Our weekly Executive Reads series features those who’ve made it, a selection of people in power who serve as an inspiration to young professionals. They share with us the books that have played important roles in shaping their career and outlook on life, whether business-oriented or fiction. For those seeking a little creative inspiration, look no further than the following pages…

Travels with Herodotus by Ryszard Kapuscinski
A simply astonishing travel memoir, brilliantly written by one of the best writers of the 20th century. He interweaves his travels across the globe with the writings of Herodotus, who may have been the world’s first foreign correspondent and who pre-dated Kapuscinski by about two thousand years. Don’t let the premise fool you, it is an engaging read. As a student of structure, his storytelling was instructive and provocative for me. TV producers get their inspiration from many places – film, art, magazines and popular culture – but some of the best ideas have come from books. It was so engrossing that I actively mourned when I read the last page.

As chosen by Leanna Crouch

The Artists Way by Julia Cameron
Cameron’s popular book played a big role in starting my journey of personal development and spiritual awakening; that is, waking up to the idea that there is a higher power at play and how to tap into it. When I first read the book, not long after it was published, it was during an uncertain time in my life. To relieve my stress and angst, I would play my piano. Then one evening, as I was composing music, I had wondered how my fingers knew where to go on the keyboard without consciously placing them. I began to question what creativity is and where it comes from, which eventually led me to The Artists Way. This book opened my mind to a new way of thinking and living. Since, I have dared to spread my creative wings.

As chosen by Shannon Skinner

What the Dog Saw by Malcolm Gladwell 
I can read and or listen to Malcolm for long periods of time. He has an inquisitive mind and turns things from seemingly mundane to very interesting. This is a collection of essays and all of them are interesting. Gladwell’s gift is that he looks at things differently and by extension makes the reader have several “ah hah” moments. Not a bad lesson for business I would say. Accept nothing as status quo without asking the right questions…

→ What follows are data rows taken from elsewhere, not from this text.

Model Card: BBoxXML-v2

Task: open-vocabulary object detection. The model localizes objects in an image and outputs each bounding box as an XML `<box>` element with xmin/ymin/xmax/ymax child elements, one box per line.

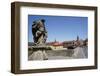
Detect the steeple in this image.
<box><xmin>77</xmin><ymin>35</ymin><xmax>79</xmax><ymax>41</ymax></box>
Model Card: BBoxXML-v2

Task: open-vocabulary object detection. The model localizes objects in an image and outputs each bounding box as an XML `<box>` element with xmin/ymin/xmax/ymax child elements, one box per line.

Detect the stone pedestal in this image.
<box><xmin>29</xmin><ymin>46</ymin><xmax>50</xmax><ymax>60</ymax></box>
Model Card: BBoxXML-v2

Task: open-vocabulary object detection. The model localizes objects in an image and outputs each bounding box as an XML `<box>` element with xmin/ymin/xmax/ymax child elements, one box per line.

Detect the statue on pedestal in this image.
<box><xmin>32</xmin><ymin>19</ymin><xmax>47</xmax><ymax>45</ymax></box>
<box><xmin>30</xmin><ymin>19</ymin><xmax>48</xmax><ymax>60</ymax></box>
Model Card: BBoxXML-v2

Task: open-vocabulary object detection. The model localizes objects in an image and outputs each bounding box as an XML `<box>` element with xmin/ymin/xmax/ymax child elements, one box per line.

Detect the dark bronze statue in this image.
<box><xmin>32</xmin><ymin>19</ymin><xmax>47</xmax><ymax>45</ymax></box>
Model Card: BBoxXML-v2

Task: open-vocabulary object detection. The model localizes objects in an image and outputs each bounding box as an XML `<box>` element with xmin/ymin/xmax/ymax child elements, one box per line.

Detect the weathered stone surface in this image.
<box><xmin>29</xmin><ymin>50</ymin><xmax>48</xmax><ymax>60</ymax></box>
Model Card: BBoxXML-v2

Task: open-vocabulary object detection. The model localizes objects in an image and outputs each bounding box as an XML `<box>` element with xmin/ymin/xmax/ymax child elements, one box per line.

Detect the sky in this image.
<box><xmin>28</xmin><ymin>15</ymin><xmax>88</xmax><ymax>42</ymax></box>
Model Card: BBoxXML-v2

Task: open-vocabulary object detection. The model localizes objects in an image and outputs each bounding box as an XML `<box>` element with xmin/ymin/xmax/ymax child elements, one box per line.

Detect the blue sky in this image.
<box><xmin>28</xmin><ymin>15</ymin><xmax>88</xmax><ymax>42</ymax></box>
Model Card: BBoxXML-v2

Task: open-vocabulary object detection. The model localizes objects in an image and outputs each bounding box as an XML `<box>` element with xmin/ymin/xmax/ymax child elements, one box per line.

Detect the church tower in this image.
<box><xmin>77</xmin><ymin>36</ymin><xmax>79</xmax><ymax>41</ymax></box>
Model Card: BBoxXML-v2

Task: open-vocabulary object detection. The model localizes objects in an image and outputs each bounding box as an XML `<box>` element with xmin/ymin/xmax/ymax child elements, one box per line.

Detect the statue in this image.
<box><xmin>29</xmin><ymin>19</ymin><xmax>48</xmax><ymax>60</ymax></box>
<box><xmin>32</xmin><ymin>19</ymin><xmax>47</xmax><ymax>45</ymax></box>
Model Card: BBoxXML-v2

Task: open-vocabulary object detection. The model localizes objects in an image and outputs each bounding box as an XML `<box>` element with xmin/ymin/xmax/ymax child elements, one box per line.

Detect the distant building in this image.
<box><xmin>63</xmin><ymin>36</ymin><xmax>88</xmax><ymax>48</ymax></box>
<box><xmin>47</xmin><ymin>40</ymin><xmax>63</xmax><ymax>49</ymax></box>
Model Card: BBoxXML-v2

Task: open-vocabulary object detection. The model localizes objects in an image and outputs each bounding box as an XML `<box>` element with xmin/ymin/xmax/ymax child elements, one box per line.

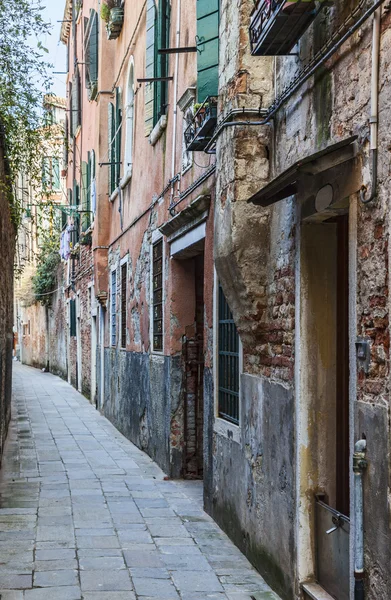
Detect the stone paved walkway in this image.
<box><xmin>0</xmin><ymin>364</ymin><xmax>278</xmax><ymax>600</ymax></box>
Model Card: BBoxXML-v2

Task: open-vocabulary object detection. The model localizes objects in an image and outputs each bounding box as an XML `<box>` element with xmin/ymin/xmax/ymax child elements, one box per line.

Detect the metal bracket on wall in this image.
<box><xmin>356</xmin><ymin>337</ymin><xmax>371</xmax><ymax>375</ymax></box>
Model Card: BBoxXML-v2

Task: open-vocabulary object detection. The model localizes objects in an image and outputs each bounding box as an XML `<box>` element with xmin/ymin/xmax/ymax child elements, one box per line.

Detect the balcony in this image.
<box><xmin>184</xmin><ymin>96</ymin><xmax>217</xmax><ymax>152</ymax></box>
<box><xmin>250</xmin><ymin>0</ymin><xmax>331</xmax><ymax>56</ymax></box>
<box><xmin>106</xmin><ymin>7</ymin><xmax>124</xmax><ymax>40</ymax></box>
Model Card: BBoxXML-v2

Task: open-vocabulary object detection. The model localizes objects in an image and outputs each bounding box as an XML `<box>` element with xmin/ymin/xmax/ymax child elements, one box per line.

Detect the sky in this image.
<box><xmin>41</xmin><ymin>0</ymin><xmax>66</xmax><ymax>97</ymax></box>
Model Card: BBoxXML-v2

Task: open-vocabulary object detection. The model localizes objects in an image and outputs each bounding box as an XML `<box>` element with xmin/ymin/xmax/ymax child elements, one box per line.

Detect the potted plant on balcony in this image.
<box><xmin>100</xmin><ymin>0</ymin><xmax>124</xmax><ymax>40</ymax></box>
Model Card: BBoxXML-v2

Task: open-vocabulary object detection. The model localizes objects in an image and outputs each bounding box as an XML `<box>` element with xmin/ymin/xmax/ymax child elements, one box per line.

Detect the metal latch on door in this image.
<box><xmin>326</xmin><ymin>515</ymin><xmax>343</xmax><ymax>535</ymax></box>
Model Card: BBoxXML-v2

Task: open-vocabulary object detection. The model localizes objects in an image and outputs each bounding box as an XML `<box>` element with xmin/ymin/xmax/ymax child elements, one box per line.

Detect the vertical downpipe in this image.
<box><xmin>353</xmin><ymin>440</ymin><xmax>367</xmax><ymax>600</ymax></box>
<box><xmin>360</xmin><ymin>2</ymin><xmax>382</xmax><ymax>204</ymax></box>
<box><xmin>170</xmin><ymin>0</ymin><xmax>181</xmax><ymax>204</ymax></box>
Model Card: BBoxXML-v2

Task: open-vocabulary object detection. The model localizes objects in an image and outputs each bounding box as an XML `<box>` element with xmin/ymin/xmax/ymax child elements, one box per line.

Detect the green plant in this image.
<box><xmin>100</xmin><ymin>0</ymin><xmax>116</xmax><ymax>23</ymax></box>
<box><xmin>0</xmin><ymin>0</ymin><xmax>51</xmax><ymax>225</ymax></box>
<box><xmin>32</xmin><ymin>231</ymin><xmax>61</xmax><ymax>306</ymax></box>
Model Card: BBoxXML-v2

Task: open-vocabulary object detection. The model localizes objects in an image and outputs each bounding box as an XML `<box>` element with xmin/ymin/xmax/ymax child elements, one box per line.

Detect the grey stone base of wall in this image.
<box><xmin>0</xmin><ymin>338</ymin><xmax>12</xmax><ymax>465</ymax></box>
<box><xmin>97</xmin><ymin>348</ymin><xmax>183</xmax><ymax>478</ymax></box>
<box><xmin>204</xmin><ymin>374</ymin><xmax>295</xmax><ymax>600</ymax></box>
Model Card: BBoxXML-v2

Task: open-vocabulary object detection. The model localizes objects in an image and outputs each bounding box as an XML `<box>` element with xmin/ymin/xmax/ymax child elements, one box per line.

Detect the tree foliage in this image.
<box><xmin>0</xmin><ymin>0</ymin><xmax>50</xmax><ymax>220</ymax></box>
<box><xmin>32</xmin><ymin>230</ymin><xmax>61</xmax><ymax>306</ymax></box>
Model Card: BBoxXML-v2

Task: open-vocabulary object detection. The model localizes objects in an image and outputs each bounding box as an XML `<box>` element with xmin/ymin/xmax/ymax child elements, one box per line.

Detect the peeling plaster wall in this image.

As chosen by Graham Moysey

When Fish Fly by John Yokoyama and Joseph Michelli
The workplace corporate culture can make the difference between a business that thrives versus makes ends meet or worse, fail. I’m a strong believer that having the right people on your team is critical, but more important is being able to keep the right people engaged in your corporate culture and thrive inside of it. This book looks at one example of the Pike Place Fish Market in Seattle and tells the story of how a small business can be transformed from bankruptcy into an extraordinary model of success.

As chosen by Paul Horton

The Story Factor by Annette Simmons
I have included this little-known book in business circles, as it has the most dog-eared pages of any of my books. I work in a creative business, and although I am on the executive decision-making side, I talk to artists from all walks of the entertainment field all day long. I am adamant that I speak people’s language. With suggested techniques looking at structure, tone, and language, this book helped me turn my ‘business’ conversations into stories that mirrored the way the artist communicates and understands. It helps me to speak from my heart.